Artois stood still for a minute to watch them, to partake from a distance, and unknown to them, in their boisterous gayety. He had lit a big cigar, and puffed at it as his eyes roved from group to group, resting now on a family party, now on a quartet of lovers, now on two stout men obviously trying to drive a bargain with vigorous rhetoric and emphatic gestures, now on an elderly woman in a shawl spending an hour with her soldier son in placid silence, now on some sailors from a ship in the distant port by the arsenal bent over a game of cards, or a party of workmen talking wages or politics in their shirt-sleeves with flowers above their ears.
What a row they made, these people! Their animation was almost like the animation of a nightmare. Some were ugly, some looked wicked; others mischievous, sympathetic, coarse, artful, seductive, boldly defiant or boisterously excited.

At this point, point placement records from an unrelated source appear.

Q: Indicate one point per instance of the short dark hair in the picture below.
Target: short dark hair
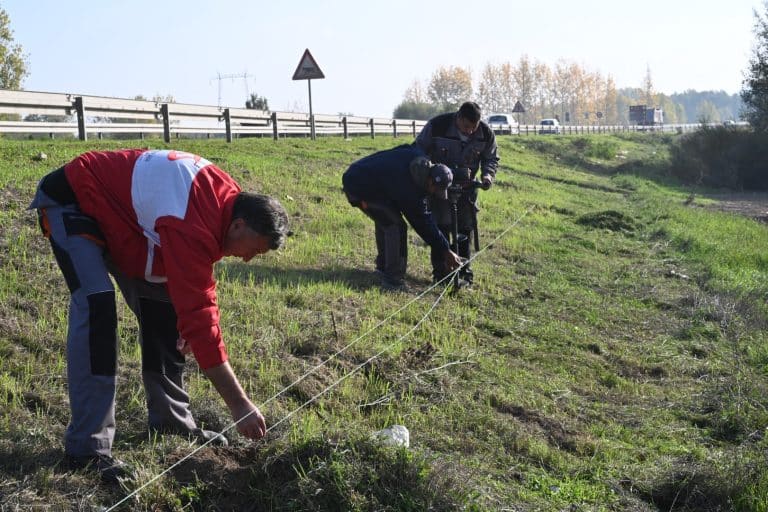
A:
(263, 214)
(470, 111)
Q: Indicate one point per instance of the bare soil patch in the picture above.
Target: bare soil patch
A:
(749, 204)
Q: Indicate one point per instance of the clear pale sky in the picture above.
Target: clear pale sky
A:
(370, 52)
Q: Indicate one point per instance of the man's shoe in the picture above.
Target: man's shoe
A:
(196, 434)
(110, 470)
(393, 286)
(208, 436)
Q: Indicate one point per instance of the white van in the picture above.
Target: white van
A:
(503, 123)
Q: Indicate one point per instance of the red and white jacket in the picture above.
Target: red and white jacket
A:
(164, 215)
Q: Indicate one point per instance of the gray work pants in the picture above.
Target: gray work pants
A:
(391, 233)
(92, 344)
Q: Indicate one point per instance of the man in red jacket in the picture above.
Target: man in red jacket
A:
(157, 221)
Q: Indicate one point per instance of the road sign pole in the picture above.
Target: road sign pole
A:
(307, 70)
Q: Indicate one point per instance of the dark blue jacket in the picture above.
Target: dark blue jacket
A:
(386, 177)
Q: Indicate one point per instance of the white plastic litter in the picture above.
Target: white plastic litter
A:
(396, 435)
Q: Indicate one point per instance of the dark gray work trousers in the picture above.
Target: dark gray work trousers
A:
(92, 343)
(391, 233)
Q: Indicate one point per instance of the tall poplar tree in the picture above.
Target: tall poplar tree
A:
(13, 61)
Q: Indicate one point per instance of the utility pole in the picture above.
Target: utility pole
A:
(245, 76)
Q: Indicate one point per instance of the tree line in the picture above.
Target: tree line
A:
(567, 91)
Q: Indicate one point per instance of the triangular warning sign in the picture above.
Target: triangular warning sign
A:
(307, 68)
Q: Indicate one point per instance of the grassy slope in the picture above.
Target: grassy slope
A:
(610, 357)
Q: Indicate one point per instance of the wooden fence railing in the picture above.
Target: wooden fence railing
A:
(81, 115)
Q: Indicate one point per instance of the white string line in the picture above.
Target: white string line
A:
(293, 412)
(446, 279)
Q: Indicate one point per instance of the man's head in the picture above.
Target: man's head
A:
(440, 178)
(259, 223)
(468, 118)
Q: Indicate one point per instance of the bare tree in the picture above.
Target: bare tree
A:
(450, 87)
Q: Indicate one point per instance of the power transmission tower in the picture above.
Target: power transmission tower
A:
(245, 76)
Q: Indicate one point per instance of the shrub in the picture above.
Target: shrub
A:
(722, 158)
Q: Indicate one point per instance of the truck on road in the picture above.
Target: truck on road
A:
(643, 115)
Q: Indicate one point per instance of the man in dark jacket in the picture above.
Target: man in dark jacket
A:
(393, 184)
(467, 145)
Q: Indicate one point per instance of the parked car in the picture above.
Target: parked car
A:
(503, 123)
(549, 126)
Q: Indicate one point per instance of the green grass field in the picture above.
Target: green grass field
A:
(611, 356)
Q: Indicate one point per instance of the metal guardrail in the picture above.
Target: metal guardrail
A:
(95, 115)
(82, 114)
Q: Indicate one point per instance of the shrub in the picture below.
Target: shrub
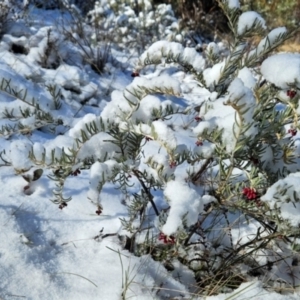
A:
(203, 150)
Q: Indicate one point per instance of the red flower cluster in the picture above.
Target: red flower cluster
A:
(148, 138)
(135, 74)
(172, 164)
(62, 205)
(249, 193)
(292, 131)
(98, 211)
(170, 240)
(291, 93)
(76, 172)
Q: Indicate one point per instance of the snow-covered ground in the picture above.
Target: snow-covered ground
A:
(76, 253)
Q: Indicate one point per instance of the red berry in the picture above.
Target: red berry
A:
(172, 164)
(250, 193)
(292, 131)
(291, 93)
(166, 239)
(135, 74)
(62, 205)
(76, 172)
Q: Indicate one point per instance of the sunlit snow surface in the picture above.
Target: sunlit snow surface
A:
(47, 253)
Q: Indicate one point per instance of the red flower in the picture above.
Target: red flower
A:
(172, 164)
(76, 172)
(292, 131)
(170, 240)
(135, 74)
(291, 93)
(62, 205)
(98, 211)
(250, 193)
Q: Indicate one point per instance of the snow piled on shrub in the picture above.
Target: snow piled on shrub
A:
(185, 203)
(247, 20)
(285, 196)
(282, 69)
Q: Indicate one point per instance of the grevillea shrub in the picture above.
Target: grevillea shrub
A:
(204, 149)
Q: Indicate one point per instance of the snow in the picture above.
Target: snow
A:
(184, 202)
(233, 4)
(78, 252)
(248, 20)
(272, 67)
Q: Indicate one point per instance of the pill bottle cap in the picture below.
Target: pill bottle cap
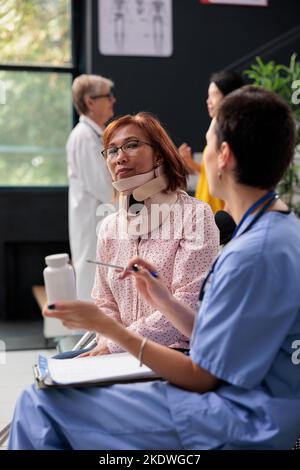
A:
(57, 261)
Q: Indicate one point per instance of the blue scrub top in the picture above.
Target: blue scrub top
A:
(243, 334)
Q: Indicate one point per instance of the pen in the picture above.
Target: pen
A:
(83, 340)
(134, 267)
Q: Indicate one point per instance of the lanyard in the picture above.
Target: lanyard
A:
(270, 197)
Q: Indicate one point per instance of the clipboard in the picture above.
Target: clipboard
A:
(96, 371)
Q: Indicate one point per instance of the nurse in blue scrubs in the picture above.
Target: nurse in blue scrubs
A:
(240, 387)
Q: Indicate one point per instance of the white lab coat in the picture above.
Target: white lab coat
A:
(89, 186)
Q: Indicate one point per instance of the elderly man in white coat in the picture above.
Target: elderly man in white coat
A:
(89, 180)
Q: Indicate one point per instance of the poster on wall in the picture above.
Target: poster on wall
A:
(135, 27)
(254, 3)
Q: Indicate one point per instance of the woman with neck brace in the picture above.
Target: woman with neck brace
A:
(156, 220)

But however much they differed, in one quality they were nearly all alike. They nearly all looked vivid. If they lacked anything, at least it was not life. Even their sorrows should be energetic.
As this thought came into his mind Artois’ eyes chanced to rest on two people sitting a little apart at a table on which stood a coffee-cup, a thick glass half full of red wine, and a couple of tumblers of water. One was a woman, the other—yes, the other was Ruffo.
When Artois realized this he kept his eyes upon them. He forgot his interest in the crowd.